It’s so obvious isn’t it.
Why you didn’t go and talk to that cutie over there.
Why you didn’t apply to a job that would make you happy.
Why you’re living in your small town and dreaming of the city.
It’s why relationships end before you can be too involved.
It’s why we never actually share our opinion.
It’s why we only show ourselves to those we think will accept it.
It kills us.
Not the self you project to your friends and family.
It kills the actual originality of our spirits.
We have so much fear inside of us that we constantly water down who we are so that we are specified versions with different people.
Who would you be if you stood in a room with every single person you know?
It’s the reason we don’t get close with anyone anymore.
We don’t want to get hurt, we don’t want to be uncool, we don’t want to feel guilty for being who we are.
We shame ourselves.
Why are we holding back?
Fear is sharing these words with the world and knowing that even if no one agrees with them, I still believe in each letter.
Fear is dressing up in a style that feels completely you and walking into a bar filled with people wearing camouflage sweatshirts and flannels.
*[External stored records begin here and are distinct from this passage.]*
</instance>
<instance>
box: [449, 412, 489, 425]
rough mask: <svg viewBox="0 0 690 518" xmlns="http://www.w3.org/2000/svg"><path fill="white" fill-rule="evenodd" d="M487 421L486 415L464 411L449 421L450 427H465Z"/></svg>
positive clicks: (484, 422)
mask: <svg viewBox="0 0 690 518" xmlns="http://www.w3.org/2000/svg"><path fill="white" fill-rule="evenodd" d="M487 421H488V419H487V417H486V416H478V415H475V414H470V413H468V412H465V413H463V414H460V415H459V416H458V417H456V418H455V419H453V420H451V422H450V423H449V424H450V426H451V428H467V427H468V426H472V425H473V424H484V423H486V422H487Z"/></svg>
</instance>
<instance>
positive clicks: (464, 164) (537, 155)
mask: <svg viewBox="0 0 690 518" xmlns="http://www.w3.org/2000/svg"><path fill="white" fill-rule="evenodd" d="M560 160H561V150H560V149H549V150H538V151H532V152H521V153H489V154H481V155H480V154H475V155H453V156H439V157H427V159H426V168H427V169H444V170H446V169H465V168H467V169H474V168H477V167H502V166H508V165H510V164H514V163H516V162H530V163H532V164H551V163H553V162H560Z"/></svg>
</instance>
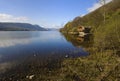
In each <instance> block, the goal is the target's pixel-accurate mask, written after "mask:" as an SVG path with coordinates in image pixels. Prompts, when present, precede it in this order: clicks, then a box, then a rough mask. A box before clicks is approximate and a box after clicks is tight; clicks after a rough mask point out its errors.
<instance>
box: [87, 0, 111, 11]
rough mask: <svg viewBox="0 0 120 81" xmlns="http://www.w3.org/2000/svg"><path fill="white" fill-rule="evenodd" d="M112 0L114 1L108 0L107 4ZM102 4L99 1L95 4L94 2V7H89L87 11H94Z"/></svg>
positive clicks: (93, 6) (101, 5)
mask: <svg viewBox="0 0 120 81" xmlns="http://www.w3.org/2000/svg"><path fill="white" fill-rule="evenodd" d="M111 1H112V0H106V4H107V3H109V2H111ZM101 6H102V5H101V4H100V3H99V2H98V3H95V4H93V6H92V7H90V8H88V9H87V11H88V12H92V11H94V10H96V9H98V8H99V7H101Z"/></svg>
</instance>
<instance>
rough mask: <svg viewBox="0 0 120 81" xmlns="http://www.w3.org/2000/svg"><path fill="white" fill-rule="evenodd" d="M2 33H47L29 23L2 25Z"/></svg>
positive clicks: (0, 24) (21, 23)
mask: <svg viewBox="0 0 120 81" xmlns="http://www.w3.org/2000/svg"><path fill="white" fill-rule="evenodd" d="M0 31H46V29H44V28H42V27H40V26H39V25H32V24H29V23H0Z"/></svg>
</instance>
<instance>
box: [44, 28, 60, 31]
mask: <svg viewBox="0 0 120 81" xmlns="http://www.w3.org/2000/svg"><path fill="white" fill-rule="evenodd" d="M46 29H47V30H48V31H58V30H59V29H58V28H46Z"/></svg>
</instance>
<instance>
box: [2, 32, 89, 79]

Fear is diving into a person and letting yourself begin to fall because you know that if you didn’t, you’d be numb.
And being numb is the worst thing you can do to yourself.
Push your fear. Push yourself and let yourself be seen.
Someone has to start.
So let me:
I create art through so many different mediums and I am scared that it won’t be accepted.
I’ve had my heart shattered beyond measure and don’t want to open up to anyone because of it.
I am terrified of trusting people because I’ve been betrayed.
I’m scared that my idea of living isn’t going to happen the way I imagine it.
I’m worried that I’ll be too much for people to handle.
I am nervous when I feel out of control of my feelings.
I’m wary of people who want to get to know me because I question intentions quite often.
This all sounds so negative, but I KNOW it is so common.
Do you know where the positivity factors in?
I face these fears daily.
I push myself to constantly build connections and work on trusting people because I know that human connection is why I’m here.
It’s not to work a 9-5 or to buy a beautiful home, it’s to love and be loved by all different kinds of souls in this world.
And how many of them would open up?
How many people in this world actually tell you what they’re afraid of?
How many people actually lay themselves bare and show you what vulnerability looks like?
It’s because we’re all afraid.
But I don’t want to be afraid anymore.